Because of its strong esthetics and the fact that it keeps evoking thoughts and tales in my mind... I have grown up in the Old City area seeing Ottoman calligraphic inscriptions all around on an everyday basis. The Ottoman language, which was a mix of Turkish, Arabic and Farsi has not been in use since Ataturk’s revolution. As I have no means to understand what is written and meant whenever I bump into such a script, all I can do and all I indeed do inevitably is to fantasize about the background and meaning. Fantasy is an important word to describe my atelier’s style. Our goal is simply about making the Ottoman Sultan meet Alice in Wonderland and Arabic calligraphy is an important element to help us get there.
How does a unique piece or a collection evolve?

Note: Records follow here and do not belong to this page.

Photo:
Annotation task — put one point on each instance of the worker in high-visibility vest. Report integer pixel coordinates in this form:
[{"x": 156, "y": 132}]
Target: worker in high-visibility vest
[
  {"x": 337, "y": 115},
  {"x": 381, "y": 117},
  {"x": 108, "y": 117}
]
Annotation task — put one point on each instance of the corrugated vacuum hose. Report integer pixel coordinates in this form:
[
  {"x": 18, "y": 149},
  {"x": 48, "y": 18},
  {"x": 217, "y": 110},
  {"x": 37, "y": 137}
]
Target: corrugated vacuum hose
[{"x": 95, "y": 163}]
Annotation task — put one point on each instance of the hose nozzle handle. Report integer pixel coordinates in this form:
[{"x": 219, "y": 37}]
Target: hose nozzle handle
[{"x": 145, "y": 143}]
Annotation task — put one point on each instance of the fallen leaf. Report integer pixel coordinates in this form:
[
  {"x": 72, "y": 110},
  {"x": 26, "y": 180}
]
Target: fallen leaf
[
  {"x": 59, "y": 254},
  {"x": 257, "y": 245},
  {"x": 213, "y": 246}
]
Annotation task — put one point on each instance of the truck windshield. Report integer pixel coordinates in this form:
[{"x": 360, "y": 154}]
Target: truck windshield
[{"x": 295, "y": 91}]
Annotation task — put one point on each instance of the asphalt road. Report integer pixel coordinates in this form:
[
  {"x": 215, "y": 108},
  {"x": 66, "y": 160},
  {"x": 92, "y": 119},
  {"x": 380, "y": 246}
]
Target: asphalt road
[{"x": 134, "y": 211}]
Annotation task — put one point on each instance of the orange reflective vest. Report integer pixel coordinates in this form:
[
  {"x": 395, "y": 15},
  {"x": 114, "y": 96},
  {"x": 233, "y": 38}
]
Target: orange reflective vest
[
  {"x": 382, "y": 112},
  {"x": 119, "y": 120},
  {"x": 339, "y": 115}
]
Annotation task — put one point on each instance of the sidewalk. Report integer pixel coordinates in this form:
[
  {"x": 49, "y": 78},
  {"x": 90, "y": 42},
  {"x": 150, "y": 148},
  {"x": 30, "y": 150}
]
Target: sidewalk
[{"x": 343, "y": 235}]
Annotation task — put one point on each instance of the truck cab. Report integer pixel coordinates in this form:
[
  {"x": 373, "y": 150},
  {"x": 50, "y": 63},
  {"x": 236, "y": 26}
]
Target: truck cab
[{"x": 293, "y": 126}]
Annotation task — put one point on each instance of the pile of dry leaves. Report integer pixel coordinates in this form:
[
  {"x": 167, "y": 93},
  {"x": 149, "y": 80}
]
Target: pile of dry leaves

We would elaborate on a certain topic such as a legend or a historical era and then discuss possibilities of commenting on it by means of jewellery making. I would then delegate the work among my artists and artisans. I keep checking works’ status on all workbenches in order interfere whenever necessary. Another part of the workshop keeps experimenting for exploring new techniques, new ways to translate ideas to design. I make sure that results of such experiments get applied to the crafting process of upcoming pieces.
How do you choose the stones and how is the image grafted through it?
I rather believe that the stones choose me. As long as gemstones such as other materials are genuine and helpful in creating the initially desired look, I am pleased to use any of them in rich combinations.
Carving intaglios reversely and manually into gemstones is generally a very challenging approach. Eight stones need to be sacrificed on the average for one good result. Either you’d keep cracking them or the result would not qualify for eventual use. No pain, no gain...
Are your jewellery hand made only?
Yes, all the jewellery pieces I create are handmade
How long does it take to finish one piece?
The average time spent on each piece is between 3-4 months. However; there are some pieces which have taken over a year to get finished.
Do you start working on a single piece or a few at the same time?
A few at the same time…
How each collection does stands out from the rest, what inspires you?
I have only one collection of unique jewels. It can be explained as simply the collection in my safe, the sum of all pieces that have been created so far minus those which have been sold. As our craft techniques are extremely labour intensive and time consuming, we can only progress in terms of single new pieces instead of seasonal lines or collections. And, as we keep learning by doing, each new piece will be in a way inspired by some predecessor(s). There is a clear evolution and hence a co-existence to tell within my collection.
Describe the woman that you create your jewellery pieces for?
She is a leader, not a follower.
You have a lot of clientele in the Middle East, are there any plans to open boutiques there?
We have currently two boutiques: One is in Istanbul and the other one is located in Dubai, in Zabeel Saray Hotel.
With regards to Saudi Arabia, Mr Mohammed Fitaihi is a professional stockist.
As much I wished to have more boutiques, the natural limitations to my atelier’s output do not seem to allow that.